In practice, that means every member of the Senate — from top leaders like John Thune and Chuck Schumer, to newer members such as John Fetterman and Katie Britt — must sign and submit an anti-harassment training certification letter for publication on the Senate’s website.

So, too, must individual Senate committees and Senate offices such as the sergeant-at-arms, chaplain and even the vice president of the United States, given his or her official role as president of the Senate. The disclosures become public after the completion of a two-year Senate session, so Senate disclosures for the 119th Congress won’t be available until early next year.

“Each chamber is really running their own show,” Cammack acknowledged.

In the House, a resolution adopted by the House Administration Committee under the current Congress required the chair of the committee, Republican Rep. Bryan Steil of Wisconsin, to submit a report on members’ compliance with the training by January of this year to be printed on the Congressional Record. As of Tuesday, no such report has been published.

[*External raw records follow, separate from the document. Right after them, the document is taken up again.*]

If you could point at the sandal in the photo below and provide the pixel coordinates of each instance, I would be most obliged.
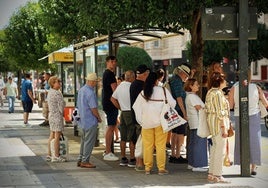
(220, 179)
(48, 158)
(211, 178)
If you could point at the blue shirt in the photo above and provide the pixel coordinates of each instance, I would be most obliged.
(85, 101)
(26, 85)
(176, 86)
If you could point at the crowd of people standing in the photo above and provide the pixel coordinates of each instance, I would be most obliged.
(136, 103)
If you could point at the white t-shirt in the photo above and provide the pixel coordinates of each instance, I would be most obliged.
(191, 101)
(122, 94)
(148, 112)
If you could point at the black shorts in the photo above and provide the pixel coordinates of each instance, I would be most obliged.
(27, 106)
(111, 117)
(180, 129)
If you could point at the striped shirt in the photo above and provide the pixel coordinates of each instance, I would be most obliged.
(218, 110)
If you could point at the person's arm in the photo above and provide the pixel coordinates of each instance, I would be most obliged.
(30, 93)
(113, 86)
(115, 102)
(231, 98)
(95, 112)
(181, 105)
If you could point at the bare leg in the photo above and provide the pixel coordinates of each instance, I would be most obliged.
(51, 136)
(109, 138)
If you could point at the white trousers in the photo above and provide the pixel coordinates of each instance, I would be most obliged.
(217, 152)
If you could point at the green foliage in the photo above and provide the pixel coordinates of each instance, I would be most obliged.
(129, 58)
(25, 39)
(61, 17)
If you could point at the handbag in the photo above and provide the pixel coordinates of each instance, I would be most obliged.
(139, 148)
(262, 101)
(64, 148)
(230, 130)
(203, 130)
(169, 117)
(264, 112)
(226, 161)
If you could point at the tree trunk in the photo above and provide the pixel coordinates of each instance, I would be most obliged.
(197, 47)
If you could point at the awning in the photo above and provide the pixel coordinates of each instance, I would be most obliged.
(62, 55)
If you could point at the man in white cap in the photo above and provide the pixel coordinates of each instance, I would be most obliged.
(87, 105)
(180, 75)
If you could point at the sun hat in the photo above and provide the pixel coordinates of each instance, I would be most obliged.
(142, 68)
(92, 77)
(185, 68)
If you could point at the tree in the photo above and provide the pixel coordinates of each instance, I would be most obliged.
(105, 16)
(130, 57)
(61, 17)
(25, 39)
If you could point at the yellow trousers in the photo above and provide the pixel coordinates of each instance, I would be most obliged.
(154, 138)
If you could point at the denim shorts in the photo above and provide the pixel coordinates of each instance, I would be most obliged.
(111, 117)
(27, 106)
(180, 129)
(127, 128)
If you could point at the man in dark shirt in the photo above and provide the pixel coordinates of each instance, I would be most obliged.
(27, 98)
(109, 84)
(136, 87)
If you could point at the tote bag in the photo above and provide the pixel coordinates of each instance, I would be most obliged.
(202, 130)
(64, 148)
(170, 119)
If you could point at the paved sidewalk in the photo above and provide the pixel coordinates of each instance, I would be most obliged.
(22, 162)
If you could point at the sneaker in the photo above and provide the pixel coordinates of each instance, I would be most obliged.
(198, 169)
(140, 168)
(123, 161)
(181, 160)
(58, 159)
(110, 157)
(189, 167)
(162, 172)
(26, 125)
(44, 124)
(132, 163)
(48, 158)
(171, 159)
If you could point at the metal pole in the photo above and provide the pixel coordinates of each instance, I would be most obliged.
(243, 88)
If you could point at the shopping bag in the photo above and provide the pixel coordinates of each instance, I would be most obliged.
(203, 130)
(64, 147)
(169, 117)
(139, 148)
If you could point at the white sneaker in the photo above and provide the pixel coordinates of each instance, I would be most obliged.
(58, 159)
(110, 157)
(198, 169)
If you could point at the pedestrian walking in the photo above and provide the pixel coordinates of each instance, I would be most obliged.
(197, 148)
(27, 98)
(47, 75)
(256, 97)
(121, 99)
(148, 107)
(180, 75)
(142, 72)
(87, 105)
(11, 91)
(56, 106)
(2, 86)
(218, 118)
(109, 84)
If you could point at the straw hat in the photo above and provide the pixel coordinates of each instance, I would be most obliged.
(185, 68)
(92, 77)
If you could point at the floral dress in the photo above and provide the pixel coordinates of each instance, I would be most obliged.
(55, 106)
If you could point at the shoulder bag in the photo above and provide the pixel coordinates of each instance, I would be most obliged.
(169, 117)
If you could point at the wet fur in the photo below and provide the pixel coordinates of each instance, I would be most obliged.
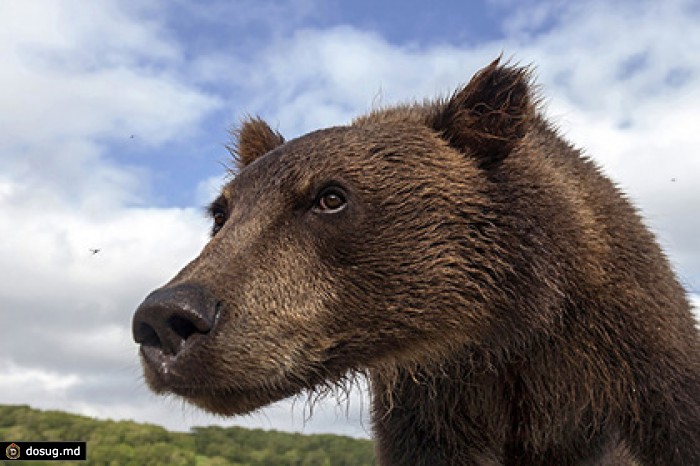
(504, 299)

A spokesperson for Steil declined to comment on the report explicitly, but said that all House Republicans finished their training in 2025.

Rep. Joe Morelle, the top Democrat in the House Administration Committee, told NOTUS he was unaware of the report’s status, but added that as the end of the calendar year gets closer, he will personally call House Democrats who have not completed the anti-harassment training.

“I make sure that every one of my members hears from me before the end of the calendar year just to say, ‘Hey, you are one of the last handful that needs to do it,’” Morelle said.

The House should closely study what Congress’ upper chamber has done, said Tim Stretton, the director of the congressional oversight initiative at the Project on Government Oversight.

“At the very least — the very least — they should match what the Senate is doing,” Stretton said.

At times over the years, the House Ethics Committee has admonished members for what it considered problematic behavior related to workplace relationships and offered formal notifications.

For example, during a 2014 investigation into allegations of sexual harassment against then-Rep. Alcee Hastings, a Democrat from Florida, the committee urged lawmakers and House staffers to “scrupulously avoid even the impression of a workplace tainted by sexism.”

In 2018, while investigating an aide to then-Rep. Mark Meadows of North Carolina for allegations he harassed female staffers, the committee wrote: “Members should never tolerate sexual harassment or any other discriminatory conduct in their offices, or give even the slightest impression that such conduct is acceptable in the congressional workplace.”

But these directives were buried deep in congressional reports, and they didn’t carry the weight of a law or rule. The House Ethics Committee declined to comment for this story.

Some outside groups are having conversations with lawmakers about what steps to take to change the anti-sexual harassment training.

Sarah Jane Higginbotham, the codirector and cofounder of the National Women’s Defense League, a nonpartisan organization dedicated to preventing sexual harassment in the workplace, told NOTUS the group recommends that training take place “with regularity,” that it be “accessible in multiple ways, whether that’s a combination of in person and/or virtual,” and that “there be teeth in the policy, that there be ramifications” for those who do not complete the training.

Higginbotham presented Maryland as an example of a state with mechanisms to promote participation in anti-harassment training. Maryland state lawmakers are required by law to complete anti-sexual harassment training every two years, and the state General Assembly publishes a list of lawmakers who did and did not complete the required training.

“Failure to take the training can result in a range of responses from counseling from the presiding officer to loss of some privileges, namely interns and paid staff,” Higginbotham added.

“There’s a lot that can be done that doesn’t exist, and I also think that all that needs to be done with a lens to the very unique workplace that Congress is and what makes it so challenging a place to address sexual harassment,” Higginbotham said. “State and federal governments should be doing a better job.”